La rédaction en grève du JDD en passe de battre le "triste record" d'i-Télé
La rédaction du JDD doit entrer ce week-end dans son deuxième mois de grève, surpassant le mouvement de 31 jours mené en vain par les journalistes d'i-Télé en 2016, mobilisés comme elle contre...
La rédaction du JDD doit entrer ce week-end dans son deuxième mois de grève, surpassant le mouvement de 31 jours mené en vain par les journalistes d'i-Télé en 2016, mobilisés comme elle contre les ingérences présumées du milliardaire Vincent Bolloré.
"On préférerait ne pas avoir à battre ce record-là", avait déploré récemment auprès de l'AFP Sarah Paillou, journaliste du JDD, en référence à la plus longue grève jamais connue par une chaîne privée en France.
"Mais je suis impressionnée par la capacité de résistance de la rédaction", avait ajouté la reporter, dont le journal sera absent des kiosques pour le cinquième dimanche d'affilée. Un fait inédit en 75 ans d'existence.
Vendredi, la rédaction a, comme chaque jour depuis le 22 juin, voté massivement la poursuite de sa grève pour empêcher l'arrivée à sa tête de Geoffroy Lejeune, l'ancien directeur du magazine d'extrême droite Valeurs Actuelles, et réclamer des garanties d'indépendance juridique et éditoriale.

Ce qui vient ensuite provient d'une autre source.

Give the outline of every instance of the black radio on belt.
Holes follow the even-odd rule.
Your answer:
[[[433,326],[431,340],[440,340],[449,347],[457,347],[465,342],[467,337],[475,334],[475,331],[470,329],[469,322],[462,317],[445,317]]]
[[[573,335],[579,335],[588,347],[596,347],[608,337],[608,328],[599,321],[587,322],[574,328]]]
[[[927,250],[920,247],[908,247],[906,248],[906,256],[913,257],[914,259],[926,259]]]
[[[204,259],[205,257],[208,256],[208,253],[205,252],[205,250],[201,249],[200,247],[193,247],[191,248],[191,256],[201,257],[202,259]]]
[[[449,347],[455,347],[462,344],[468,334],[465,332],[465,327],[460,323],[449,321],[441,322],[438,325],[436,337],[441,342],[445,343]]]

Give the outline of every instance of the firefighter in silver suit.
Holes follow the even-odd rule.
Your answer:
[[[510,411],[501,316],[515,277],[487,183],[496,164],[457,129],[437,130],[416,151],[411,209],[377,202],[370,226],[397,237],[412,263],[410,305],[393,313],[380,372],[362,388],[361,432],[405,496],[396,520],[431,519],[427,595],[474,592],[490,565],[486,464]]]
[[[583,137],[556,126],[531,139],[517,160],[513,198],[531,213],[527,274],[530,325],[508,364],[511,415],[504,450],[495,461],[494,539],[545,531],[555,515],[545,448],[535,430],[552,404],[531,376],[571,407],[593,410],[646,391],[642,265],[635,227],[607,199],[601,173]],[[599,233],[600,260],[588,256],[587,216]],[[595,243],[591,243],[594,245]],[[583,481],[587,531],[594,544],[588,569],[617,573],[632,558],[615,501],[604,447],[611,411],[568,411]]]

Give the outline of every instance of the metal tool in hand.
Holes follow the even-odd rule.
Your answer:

Beaucoup voient dans la nomination de M. Lejeune la main du milliardaire ultra-conservateur Vincent Bolloré, dont le groupe Vivendi doit absorber Lagardère, propriétaire du JDD, de Paris Match et d'Europe 1.
enjeu démocratique
La situation du JDD rappelle ainsi les grèves d'Europe 1 en 2021 et d'I-Télé (devenu CNews, propriété de Vivendi), en 2016, conclues à chaque fois par des départs massifs.
De quoi remettre à l'agenda politique la question de l'indépendance des médias.
Des députés de huit groupes politiques (hors RN et LR) ont notamment présenté mercredi une proposition de loi sur le sujet, tandis que l'Elysée a officialisé le lancement en septembre d'états généraux de l'information, attendus depuis un an.
"C'est important pour nous" parce qu'il s'agit d'un "enjeu démocratique", avait commenté une journaliste, sous couvert d'anonymat, en marge d'un rassemblement de soutien qui a réuni mercredi une centaine de personnes, dont des représentants politiques et syndicaux, près du Palais-Bourbon.
Mais "le sauvetage ne viendra pas du politique en ce qui concerne notre cas particulier", avait-elle concédé, invoquant le "tempo" trop lent de la législation.
Pour l'instant, les grévistes interrogés assurent n'avoir "aucune information" sur un dispositif de sorties individuelles, issue probable au regard des précédents conflits ayant opposé des rédactions au "rouleau compresseur" Bolloré.
Des discussions sont, en revanche, en cours autour d'une charte, au coeur des garanties d'indépendance réclamées par les grévistes.
lourdes pertes
Sollicité par la rédaction pour la conception de ce texte, l'avocat Jean-Pierre Mignard réfléchit à "l'organisation d'une procédure de désignation (d'un directeur de rédaction) commune à l'actionnaire et aux journalistes", explique-t-il à l'AFP.
"Cela me semble mille fois plus intelligent, si un patron veut le succès de son entreprise", assure-t-il.
Pas sûr que les intérêts économiques priment dans ce bras de fer. Selon une évaluation interne, rapportée par un journaliste qui a souhaité rester anonyme, l'arrivée de Geoffroy Lejeune, soutien d'Eric Zemmour à l'élection présidentielle, pourrait faire perdre 60% de revenus publicitaires au titre et se traduire par un effondrement des ventes.
Le coût de la grève pèse déjà lourd: chaque non-parution du journal entraînerait 500.000 euros de pertes, d'après un chiffre dévoilé par le quotidien Le Monde et évoqué par "une membre de la régie publicitaire en tout début de mobilisation", a dit à l'AFP le journaliste du JDD, Guillaume Caire.
Les grévistes, qui découvriront ce mois-ci l'impact du mouvement sur leur fiche de paie, pourront commencer à puiser dans une caisse de grève de plus de 70.000 euros, avait affirmé dans la semaine Sarah Paillou.
Difficile de savoir quand sortira le prochain numéro du JDD.
Geoffroy Lejeune, qui doit succéder à Jérôme Béglé, attendu le 1er août à la tête de Paris Match, n'a pas encore eu l'occasion de voir comment fonctionnait la rédaction.
S'il a été aperçu dansant début juillet à un pot dans les locaux de Lagardère, les festivités initialement prévues le 10 septembre pour la sortie du 4.000e numéro du JDD ont elles déjà été annulées, selon un journaliste.